Enbridge has had a federal permit to build Northern Gateway since mid-2014 but has not made a final decision to proceed. The project could face lengthy delays in the courts as opponents launch legal challenges to Ottawa’s approval. Last month, the Federal Court of Appeal reserved its decision on whether to uphold or quash that approval.
The company is working to “re-engage” with First Nations and work out an updated cost estimate. The joint review panel’s report in late 2013 pegged the cost at $7.9 billion.
The Canadian arm of U.S. energy giant Kinder Morgan is aiming to nearly triple the capacity of its Trans Mountain pipeline to 890,000 barrels of oil a day. The existing Trans Mountain line currently ships 300,000 barrels a day of various petroleum products from the Edmonton area to the B.C. Lower Mainland and Washington State.

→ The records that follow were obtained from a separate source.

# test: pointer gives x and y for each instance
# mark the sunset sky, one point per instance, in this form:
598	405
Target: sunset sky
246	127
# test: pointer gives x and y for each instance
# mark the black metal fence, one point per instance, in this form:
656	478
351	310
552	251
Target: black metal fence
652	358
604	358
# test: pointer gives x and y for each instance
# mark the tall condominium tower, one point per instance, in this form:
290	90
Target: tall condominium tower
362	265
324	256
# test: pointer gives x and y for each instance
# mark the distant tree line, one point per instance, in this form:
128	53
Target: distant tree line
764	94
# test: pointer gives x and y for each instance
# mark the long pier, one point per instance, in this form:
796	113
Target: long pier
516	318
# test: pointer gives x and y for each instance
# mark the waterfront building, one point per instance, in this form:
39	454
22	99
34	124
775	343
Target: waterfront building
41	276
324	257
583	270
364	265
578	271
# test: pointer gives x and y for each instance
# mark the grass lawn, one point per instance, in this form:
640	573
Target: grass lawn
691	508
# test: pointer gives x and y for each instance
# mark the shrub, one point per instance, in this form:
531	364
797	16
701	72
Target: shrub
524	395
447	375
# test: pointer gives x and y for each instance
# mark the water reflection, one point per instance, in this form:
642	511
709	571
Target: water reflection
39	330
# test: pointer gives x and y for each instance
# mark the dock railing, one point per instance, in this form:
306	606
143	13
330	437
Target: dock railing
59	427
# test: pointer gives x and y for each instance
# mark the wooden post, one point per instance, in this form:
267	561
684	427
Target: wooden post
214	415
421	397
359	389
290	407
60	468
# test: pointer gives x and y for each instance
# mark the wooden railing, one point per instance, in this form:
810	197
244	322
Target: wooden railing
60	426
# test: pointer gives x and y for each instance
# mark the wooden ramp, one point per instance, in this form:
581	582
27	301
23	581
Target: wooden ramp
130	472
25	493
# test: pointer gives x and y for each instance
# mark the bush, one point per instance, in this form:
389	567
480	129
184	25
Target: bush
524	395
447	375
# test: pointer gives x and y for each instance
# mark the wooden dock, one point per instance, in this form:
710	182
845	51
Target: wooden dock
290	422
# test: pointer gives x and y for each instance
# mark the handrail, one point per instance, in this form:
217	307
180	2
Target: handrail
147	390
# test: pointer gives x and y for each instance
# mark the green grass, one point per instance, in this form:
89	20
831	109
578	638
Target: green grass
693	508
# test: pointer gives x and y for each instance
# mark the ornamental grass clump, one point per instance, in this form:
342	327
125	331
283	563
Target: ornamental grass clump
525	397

The $5.4-billion project has faced stiff opposition from those who do not want to see more crude-filled tankers moving through the Burrard Inlet. Protesters held up survey work on Burnaby Mountain late last year.
Kinder Morgan filed its regulatory application for the Trans Mountain expansion in late 2013. The National Energy Board hearing process for Trans Mountain has been highly criticized, with commenters and intervenors withdrawing from the process. The board has issued 145 draft conditions that Kinder Morgan must meet if the project is to be approved, and the company says that’s achievable. The Tsleil-Waututh Nation in North Vancouver, B.C., has also asked the Federal Court of Appeal to stop the board’s review, arguing it hasn’t been consulted.
In the absence of new pipelines, crude producers have been increasingly moving their product to market on trains. The safety concerns about this mode of transport came into stark relief in July 2013, when an oil-laden train rolled downhill, exploded and killed 47 people in Lac-Megantic, Que.
In a June report, the Canadian Association of Petroleum Producers said crude-by-rail volumes averaged 185,000 barrels a day in 2014.
The association said it expected shipments to grow to 200,000 barrels a day this year, 250,000 barrels a day next year and as many as 600,000 barrels a day if Keystone XL is not built. But rail volumes could “decrease significantly” with Keystone XL in place, it said.
The majority of industry players say they would prefer to ship their crude through pipelines because it’s safer, cheaper and more efficient.
Though rail is often seen as a stop-gap measure while pipelines remain in limbo, many producers see it as a permanent way to access niche markets that aren’t connected to the pipeline system, thanks to its flexibility.